There was a strong signal of this trend in November on Black Friday, when Wal-Mart used ‘door busters’ and strong promotional pricing to attempt to boost sales (see our commentary here). Wal-Mart had lost volume in 2004 by attempting to hold prices through the promotional holiday period. The problem is that Wal-Mart is an ‘everyday low price’ (EDLP) retailer. And Wal-Mart has huge brand equity invested in the concept that it always has the lowest prices. So predictably, the move caused confusion, failed to generate significant sales and resulted in bad publicity when consumers were trampled (see our post-Black Friday commentary here.)

Wal-Mart’s appearance as an anchor store in shopping malls is telling, too. This is higher-priced real estate and will ultimately affect Wal-Mart’s ability to compete on price.

The last and possibly the worst sign for the Arkansas giant was when they promoted John Fleming to the post of Chief Marketing Officer. Fleming is a 19-year veteran of - guess where? - Target. And, not surprisingly, once put in the drivers seat after a stint running the marginal online property Wal-Mart.com, Fleming sought to put an old stamp on his new business (read an interview where he discusses this here). Under Fleming, Wal-Mart suddenly decided to advertise in Vogue (read our commentary here) and engage in all other manner of Target-like positioning and maneuvers. You can’t really blame Fleming - marketers are a lot like commercial artists and if they’ve been working in one style for nearly two decades there is a pretty good chance that they are wedded to it.

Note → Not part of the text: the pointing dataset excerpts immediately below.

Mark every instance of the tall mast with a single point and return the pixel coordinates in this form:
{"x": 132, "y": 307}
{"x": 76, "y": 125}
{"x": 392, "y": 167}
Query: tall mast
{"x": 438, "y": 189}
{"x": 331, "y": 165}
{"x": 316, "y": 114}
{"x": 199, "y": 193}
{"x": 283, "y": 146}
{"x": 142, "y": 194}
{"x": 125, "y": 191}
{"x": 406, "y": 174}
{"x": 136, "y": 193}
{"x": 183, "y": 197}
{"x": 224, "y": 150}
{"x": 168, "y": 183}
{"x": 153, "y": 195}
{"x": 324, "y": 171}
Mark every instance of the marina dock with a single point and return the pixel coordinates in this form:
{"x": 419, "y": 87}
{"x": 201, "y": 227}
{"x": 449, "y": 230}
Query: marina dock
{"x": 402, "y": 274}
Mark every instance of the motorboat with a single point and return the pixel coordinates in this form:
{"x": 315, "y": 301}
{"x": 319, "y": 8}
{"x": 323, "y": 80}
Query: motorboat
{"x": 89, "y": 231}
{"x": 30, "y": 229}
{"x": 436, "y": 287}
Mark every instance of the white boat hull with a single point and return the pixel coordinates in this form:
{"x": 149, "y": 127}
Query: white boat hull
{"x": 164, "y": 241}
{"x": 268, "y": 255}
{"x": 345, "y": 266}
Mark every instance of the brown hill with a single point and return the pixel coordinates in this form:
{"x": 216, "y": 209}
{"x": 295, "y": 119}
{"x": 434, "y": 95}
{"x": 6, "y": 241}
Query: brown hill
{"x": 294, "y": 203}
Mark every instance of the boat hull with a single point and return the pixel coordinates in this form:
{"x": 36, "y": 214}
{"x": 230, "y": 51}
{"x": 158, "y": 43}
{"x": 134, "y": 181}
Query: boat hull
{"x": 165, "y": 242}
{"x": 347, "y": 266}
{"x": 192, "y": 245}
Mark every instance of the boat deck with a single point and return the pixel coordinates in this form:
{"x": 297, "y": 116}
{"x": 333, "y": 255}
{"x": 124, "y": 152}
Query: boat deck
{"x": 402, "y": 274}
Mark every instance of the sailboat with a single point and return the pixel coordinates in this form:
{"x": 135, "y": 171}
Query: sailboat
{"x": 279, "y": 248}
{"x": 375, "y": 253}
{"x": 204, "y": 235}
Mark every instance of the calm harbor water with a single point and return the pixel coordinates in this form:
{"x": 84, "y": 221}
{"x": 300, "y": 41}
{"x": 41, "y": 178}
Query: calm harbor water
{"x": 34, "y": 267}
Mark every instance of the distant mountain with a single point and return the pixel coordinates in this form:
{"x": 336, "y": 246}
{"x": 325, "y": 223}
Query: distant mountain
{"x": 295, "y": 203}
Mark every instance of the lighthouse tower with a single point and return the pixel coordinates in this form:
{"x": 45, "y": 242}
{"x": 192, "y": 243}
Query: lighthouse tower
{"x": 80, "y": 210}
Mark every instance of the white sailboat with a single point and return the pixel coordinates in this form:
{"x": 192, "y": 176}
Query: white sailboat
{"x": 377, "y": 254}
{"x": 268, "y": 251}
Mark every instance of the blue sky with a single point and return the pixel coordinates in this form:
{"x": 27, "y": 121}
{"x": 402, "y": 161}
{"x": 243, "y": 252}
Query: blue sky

All of this has been a disaster for Wal-Mart. It muddies the formerly crystal-clear brand positioning and confuses the core consumer. Al Ries or Jack Trout would undoubtedly accuse Wal-Mart of trying to broaden its appeal while in the process undercutting its claim to expertise, which is the foundation of the brand positioning. If Wal-Mart does not stand for low prices, it stands for nothing.

So in the world of real-estate, a few second stories for Wal-Mart is a small story. But in the brand world, it is one more sign that a great American icon is lost. And the prospects for regaining its path are dim.